The song became the group's highest-charting single on the UK Singles Chart to date, peaking at number 6. In the US, it reached number 54 on the Billboard Hot 100 chart, number 35 on Billboards Hot Black Singles chart, and number eight on Billboards Adult Contemporary chart. The B-sides of the 12-inch single were included on cassette versions of Diamond Life, with the extended "Smooth Operator/Snake Bite" replacing the original.
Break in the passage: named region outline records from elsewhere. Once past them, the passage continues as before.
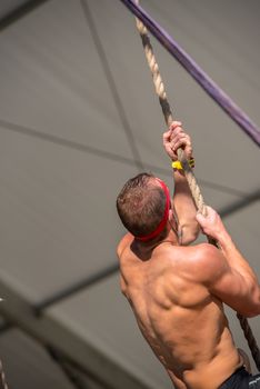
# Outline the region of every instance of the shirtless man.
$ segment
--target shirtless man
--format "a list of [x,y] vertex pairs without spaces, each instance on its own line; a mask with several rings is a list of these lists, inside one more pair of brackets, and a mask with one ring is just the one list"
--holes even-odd
[[[192,146],[180,122],[163,134],[177,160]],[[178,389],[260,388],[234,346],[222,302],[246,317],[260,313],[257,276],[238,251],[218,213],[197,215],[182,170],[173,169],[174,196],[142,173],[117,199],[128,233],[118,246],[121,289],[138,326]],[[220,243],[188,247],[200,228]],[[251,383],[249,383],[251,382]]]

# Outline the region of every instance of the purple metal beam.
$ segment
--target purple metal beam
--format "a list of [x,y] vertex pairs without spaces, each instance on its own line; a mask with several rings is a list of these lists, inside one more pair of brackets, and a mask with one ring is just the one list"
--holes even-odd
[[163,30],[134,0],[120,0],[181,66],[196,79],[206,92],[239,124],[239,127],[260,146],[260,130],[256,123],[217,86],[217,83],[196,63],[196,61]]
The song is performed on the Live Aid concert.

English pop singer Will Young covered the song for the soundtrack to the 2004 film Bridget Jones: The Edge of Reason.

==Composition==
"Your Love is King" was originally published in the key of A Major in time with a tempo of 90 beats per minute. Adu's vocals span from A_{4} to F#_{5}.
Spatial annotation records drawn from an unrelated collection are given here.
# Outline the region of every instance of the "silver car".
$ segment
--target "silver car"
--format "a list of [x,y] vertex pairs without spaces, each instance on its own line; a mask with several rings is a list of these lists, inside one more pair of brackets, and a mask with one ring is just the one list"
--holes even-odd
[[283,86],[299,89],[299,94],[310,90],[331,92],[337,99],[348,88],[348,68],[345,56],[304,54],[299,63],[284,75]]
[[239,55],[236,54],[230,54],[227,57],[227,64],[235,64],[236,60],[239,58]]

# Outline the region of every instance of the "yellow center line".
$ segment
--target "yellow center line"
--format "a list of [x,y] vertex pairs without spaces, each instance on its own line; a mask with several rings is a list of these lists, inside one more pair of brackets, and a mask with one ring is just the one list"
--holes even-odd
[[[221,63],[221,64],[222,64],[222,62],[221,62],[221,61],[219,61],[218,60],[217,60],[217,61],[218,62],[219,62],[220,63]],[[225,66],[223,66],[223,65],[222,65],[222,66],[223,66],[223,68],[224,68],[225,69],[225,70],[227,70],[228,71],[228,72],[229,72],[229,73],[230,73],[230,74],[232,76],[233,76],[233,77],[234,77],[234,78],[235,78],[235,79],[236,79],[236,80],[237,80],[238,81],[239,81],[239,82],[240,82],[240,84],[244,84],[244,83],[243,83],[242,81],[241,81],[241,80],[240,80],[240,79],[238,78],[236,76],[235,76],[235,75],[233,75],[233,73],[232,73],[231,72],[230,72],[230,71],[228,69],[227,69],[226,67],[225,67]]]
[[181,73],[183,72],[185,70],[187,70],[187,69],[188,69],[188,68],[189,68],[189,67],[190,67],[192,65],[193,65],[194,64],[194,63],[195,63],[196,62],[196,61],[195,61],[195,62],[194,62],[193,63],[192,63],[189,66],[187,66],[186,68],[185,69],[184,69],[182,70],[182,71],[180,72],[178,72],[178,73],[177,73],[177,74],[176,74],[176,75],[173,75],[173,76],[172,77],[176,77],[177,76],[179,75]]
The tenor saxophone is played by Stuart Matthewman.

==Reception==
"Your Love is King" was ranked at number seven on Heavy's list of Top 51 Best Love Songs: The Heavy Power List. Tanya Rena Jefferson of AXS stated, "The jazzy slow swaying song, allows you to feel the smoothness of Sade's voice." Frank Guan of Vulture commented, "There's a special charm to certain early Sade songs where poise and lightness prove compatible with profound commitment, and this song, with its blend of spiritual and physical love, is definitely one of them."

==Track listings==
- UK, US, and Dutch 7-inch single
A. "Your Love Is King" – 3:39
B. "Love Affair with Life" (recorded live) – 4:35

- UK and Dutch 12-inch maxi single
A1. "Your Love Is King" – 3:58
B1. "Smooth Operator"/"Snake Bite" – 7:28
B2. "Love Affair with Life" (recorded live) – 4:35

==Charts==

===Weekly charts===

Weekly chart performance for "Your Love Is King"
| Chart (1984–1985) | Peak position |
|---|---|
| Australia (Kent Music Report) | 64 |
| Belgium (Ultratop 50 Flanders) | 38 |
| Canada Adult Contemporary (RPM) | 11 |
| Europe (European Top 100 Singles) | 30 |
| Ireland (IRMA) | 7 |
| Italy (Musica e dischi) | 5 |
| New Zealand (Recorded Music NZ) | 2 |
| UK Singles (Official Charts) | 6 |
| US Billboard Hot 100 | 54 |
| US Adult Contemporary (Billboard) | 8 |
| US Hot R&B/Hip-Hop Songs (Billboard) | 35 |
| US Cash Box Top 100 Singles | 52 |
| US Top 100 Black Contemporary Singles (Cash Box) | 39 |

===Year-end charts===

Year-end chart performance for "Your Love Is King"
| Chart (1984) | Position |
|---|---|
| New Zealand (Recorded Music NZ) | 21 |
| UK Singles (Gallup) | 97 |

==Certifications==

Certifications and sales for "Your Love Is King"
| Region | Certification | Certified units/sales |
| New Zealand (RMNZ) | Gold | 15,000^{‡} |
| Spain (Promusicae) | Gold | 30,000^{‡} |
| United Kingdom (BPI) Sales since 2020 | Gold | 400,000^{‡} |
^{‡} Sales+streaming figures based on certification alone.